SenSight has recently received CE Mark to enable patient-specific DBS therapy for symptoms related to movement disorders


SenSight Directional Lead System. (Credit: Medtronic.)

Medtronic has received the US Food and Drug Administration (FDA) approval for its SenSight directional lead system for use in deep brain stimulation (DBS) therapy.

SenSight has recently received CE Mark and is claimed to be the first DBS directional lead that combines the benefits of directionality with the potential of sense.

It enables patient-specific DBS therapy for symptoms related to movement disorders such as Parkinson’s disease, dystonia and essential tremor, and medically refractory epilepsy.

Medtronic brain modulation business vice president and general manager Mike Daly said: “We are excited to see the clinical benefits that the new SenSight directional lead system will provide to patients and physicians in the U.S.

“For over 25 years, Medtronic has driven discoveries and advancements in DBS therapy and we look forward to continuing to deliver meaningful innovation to the movement disorder and epilepsy patient communities.”

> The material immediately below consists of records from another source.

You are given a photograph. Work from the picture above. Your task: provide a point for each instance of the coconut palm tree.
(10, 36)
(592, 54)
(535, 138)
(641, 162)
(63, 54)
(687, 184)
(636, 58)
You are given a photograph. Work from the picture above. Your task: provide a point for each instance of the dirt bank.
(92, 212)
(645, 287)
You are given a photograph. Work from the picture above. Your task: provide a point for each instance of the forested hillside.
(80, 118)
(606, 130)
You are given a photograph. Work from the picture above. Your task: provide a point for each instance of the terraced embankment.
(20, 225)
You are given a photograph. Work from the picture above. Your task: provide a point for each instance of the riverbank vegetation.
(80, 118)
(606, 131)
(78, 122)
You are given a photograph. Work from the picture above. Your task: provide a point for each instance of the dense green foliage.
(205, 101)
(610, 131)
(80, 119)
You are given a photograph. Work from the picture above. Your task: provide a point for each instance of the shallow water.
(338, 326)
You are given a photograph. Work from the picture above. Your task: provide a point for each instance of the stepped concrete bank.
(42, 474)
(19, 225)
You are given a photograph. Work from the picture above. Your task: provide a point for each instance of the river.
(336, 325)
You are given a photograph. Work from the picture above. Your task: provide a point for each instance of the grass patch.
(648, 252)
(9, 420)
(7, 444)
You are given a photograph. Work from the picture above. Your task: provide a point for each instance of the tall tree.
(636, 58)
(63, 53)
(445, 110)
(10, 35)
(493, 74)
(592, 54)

DBS therapy uses a small pacemaker-like device to send electrical signals through thin wires, dubbed leads, to a targeted area in the brain.

Medtronic said that its SenSight is the first directional and sensing-enabled lead that improves the identification of local field potentials (LFPs).

LFPs are the brain signals corresponding to the severity of Parkinson’s disease symptoms and are one million times smaller than DBS stimulation pulses.

When used with the Percept PC device, the system expands on BrainSense technology to enable clinicians to acquire and record directional LFP information from the implanted lead.

By identifying LFPs, physicians can correlate the brain signals with stimulation and events capturing medication, symptoms, or side effects to deliver customised therapy.

SenSight directional lead systems were first implanted at the University of Florida, with plans to be fully commercialised in the US immediately.

University of Florida professor of neurosurgery Kelly Foote said: “Until now, sensing capability and directional leads have not been available in the same DBS system, so we have had to choose one technology or the other, based on the predicted needs of each patient.

“Now, by coupling this new directional lead with a pulse generator capable of brain sensing, we are excited to be able to offer our patients the synergistic benefits of both technologies.

“Furthermore, the ability to continuously record brain activity while affected patients go about their daily lives is a powerful research tool that is rapidly improving our understanding of these brain circuitry disorders that diminish the lives of so many people.”